GESELLSCHAFT


Studie: Frauen und junge Menschen leiden besonders unter der Pandemie

Baku, 4. Januar, AZERTAC

"Stress, Einsamkeit und Wut haben bei ungefähr einem Drittel der Befragten deutlich zugenommen", sagte Christoph Correl, Leiter der internationalen Studie COH-FIT mit Teilnehmern aus 150 Ländern. Frauen und junge Menschen litten deutlich stärker unter den Auswirkungen von COVID-19.

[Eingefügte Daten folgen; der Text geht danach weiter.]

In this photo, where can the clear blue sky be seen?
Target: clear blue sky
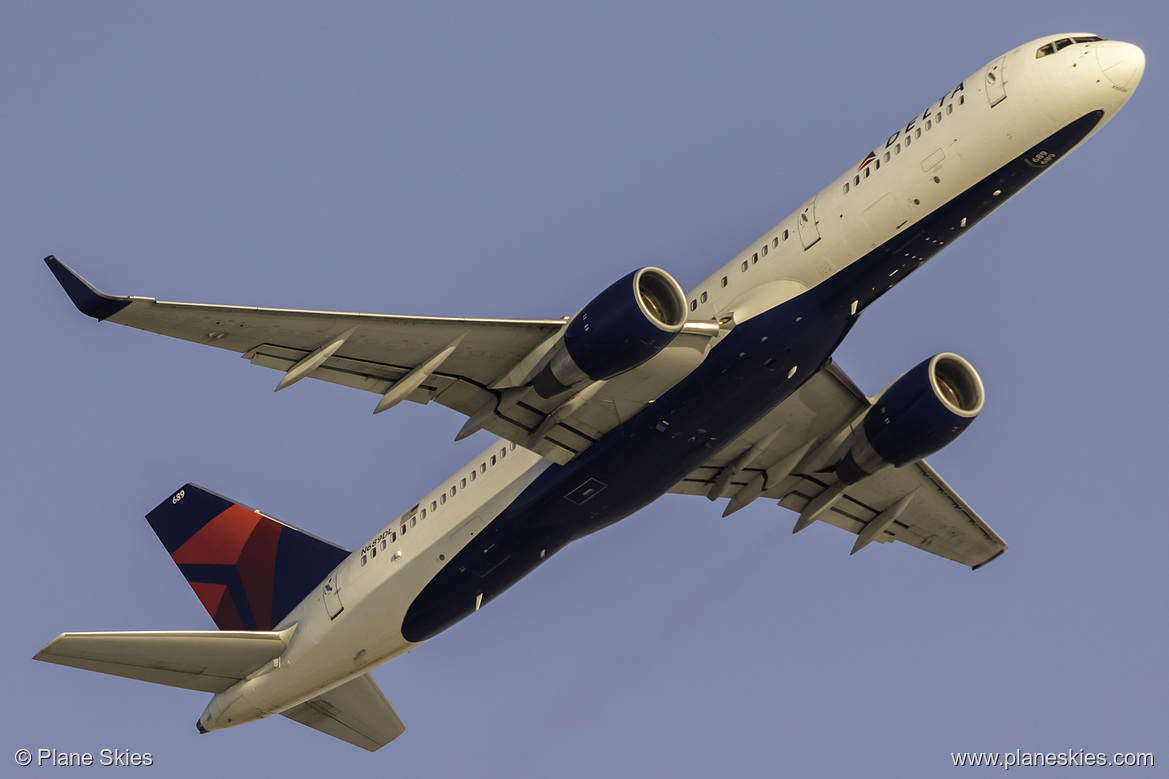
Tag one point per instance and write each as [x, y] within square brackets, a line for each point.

2020 war das Jahr, welches das Leben vieler Menschen umgekrempelt hat – in bisher nicht gekanntem Ausmaß mit teils enormen Belastungen. Die von der Charité groß angelegte, internationale Studie COH-FIT mit derzeit 115.000 Teilnehmern aus 150 Ländern möchte herausfinden, wie es in dieser Zeit um das körperliche und psychische Wohlbefinden der Menschen bestellt ist. Mithilfe eines Online-Fragebogens sollen diese Auswirkungen der Pandemie erfasst werden.

Christoph Correl ist Leiter der COH-FIT-Studie. Er arbeitet als Professor an der Berliner Charité und an der Zucker School of Medicine in New York.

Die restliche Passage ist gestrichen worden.